The decision comes as a fourth wave of the pandemic sweeps across Europe, tilting countries closer to lockdown ahead of the Christmas holiday season. Authorities are pushing adults who’ve already been fully vaccinated to get booster shots and warning that immunization alone won’t be enough to curb the wave of infections.
It will probably take a few weeks to ship the lower-dose shots for children, with distribution likely starting around Dec. 20, German Health Minister Jens Spahn said on Monday, prior to the agency’s recommendation. That’s a contrast to the U.S., where millions of kids’ doses were shipped in the days following the Food and Drug Administration’s Oct. 29 authorization.
In the U.K., most children ages 12 to 15 are being offered a single dose of Covid vaccine, and authorities have held off on approving the shot for younger kids.
Health officials are monitoring the risk of myocarditis, an inflammatory heart condition that’s a very rare side effect after vaccination. Cases have occurred mostly in younger men, and more frequently after the second dose. The benefit of the shot in preventing Covid and its complications outweigh the risks, in particular for children with conditions that increase the risk of becoming seriously ill, the EMA said.

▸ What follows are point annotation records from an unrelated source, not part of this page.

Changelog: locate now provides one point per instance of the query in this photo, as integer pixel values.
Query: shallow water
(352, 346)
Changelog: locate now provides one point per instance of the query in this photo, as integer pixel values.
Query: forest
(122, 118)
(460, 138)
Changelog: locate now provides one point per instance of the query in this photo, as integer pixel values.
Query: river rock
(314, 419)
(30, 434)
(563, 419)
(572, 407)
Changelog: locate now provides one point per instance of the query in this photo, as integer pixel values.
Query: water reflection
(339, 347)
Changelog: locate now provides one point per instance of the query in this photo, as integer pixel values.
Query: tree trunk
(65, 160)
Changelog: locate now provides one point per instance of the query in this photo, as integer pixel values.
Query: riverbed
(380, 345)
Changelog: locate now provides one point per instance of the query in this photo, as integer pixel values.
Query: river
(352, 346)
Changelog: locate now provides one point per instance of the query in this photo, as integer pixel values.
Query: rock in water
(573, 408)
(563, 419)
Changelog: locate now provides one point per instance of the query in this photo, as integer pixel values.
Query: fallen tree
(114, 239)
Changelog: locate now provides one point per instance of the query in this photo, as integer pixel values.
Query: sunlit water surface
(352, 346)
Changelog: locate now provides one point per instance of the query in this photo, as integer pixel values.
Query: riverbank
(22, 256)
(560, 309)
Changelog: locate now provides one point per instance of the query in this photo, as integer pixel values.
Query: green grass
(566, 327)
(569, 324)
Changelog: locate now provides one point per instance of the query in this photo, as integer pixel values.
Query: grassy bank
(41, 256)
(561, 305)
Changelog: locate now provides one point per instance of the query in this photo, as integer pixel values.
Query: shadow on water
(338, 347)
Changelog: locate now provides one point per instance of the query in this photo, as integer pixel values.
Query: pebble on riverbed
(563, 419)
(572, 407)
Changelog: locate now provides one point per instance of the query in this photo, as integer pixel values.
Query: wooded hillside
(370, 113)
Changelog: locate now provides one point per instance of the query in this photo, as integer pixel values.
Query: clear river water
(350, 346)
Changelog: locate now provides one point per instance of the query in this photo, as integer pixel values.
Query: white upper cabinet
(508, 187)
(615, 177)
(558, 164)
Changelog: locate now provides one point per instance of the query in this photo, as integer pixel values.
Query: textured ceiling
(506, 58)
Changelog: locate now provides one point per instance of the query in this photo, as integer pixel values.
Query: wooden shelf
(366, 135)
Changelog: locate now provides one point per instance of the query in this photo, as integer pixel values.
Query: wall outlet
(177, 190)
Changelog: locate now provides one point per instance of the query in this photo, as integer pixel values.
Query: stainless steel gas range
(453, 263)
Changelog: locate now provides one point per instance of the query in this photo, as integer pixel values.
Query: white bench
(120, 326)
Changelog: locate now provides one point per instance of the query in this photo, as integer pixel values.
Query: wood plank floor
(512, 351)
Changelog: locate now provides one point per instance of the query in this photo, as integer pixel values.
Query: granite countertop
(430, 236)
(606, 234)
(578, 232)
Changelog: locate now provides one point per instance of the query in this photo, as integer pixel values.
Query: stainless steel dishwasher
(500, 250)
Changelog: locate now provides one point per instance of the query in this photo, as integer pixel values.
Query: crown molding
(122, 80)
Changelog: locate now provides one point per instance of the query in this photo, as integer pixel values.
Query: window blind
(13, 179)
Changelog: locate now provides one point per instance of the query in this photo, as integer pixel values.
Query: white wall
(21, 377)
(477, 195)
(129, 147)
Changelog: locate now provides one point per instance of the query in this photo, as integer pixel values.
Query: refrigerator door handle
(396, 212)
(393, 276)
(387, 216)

The current wave of the pandemic in Europe has increasingly affected children, either because they’re directly infected or because their school and day-care classes are sent into quarantine. Though Covid doesn’t usually hit children as hard as it does adults, it can spread via children to more vulnerable people.
The EMA committee’s recommendation will be sent to the European Commission for final approval.
Pfizer and BioNTech are studying the vaccine for use in even younger children, with data from a trial in kids ages two to five expected this year, the companies said on Thursday. Results from a study of babies ages six months to two years old should come in the first quarter of 2022.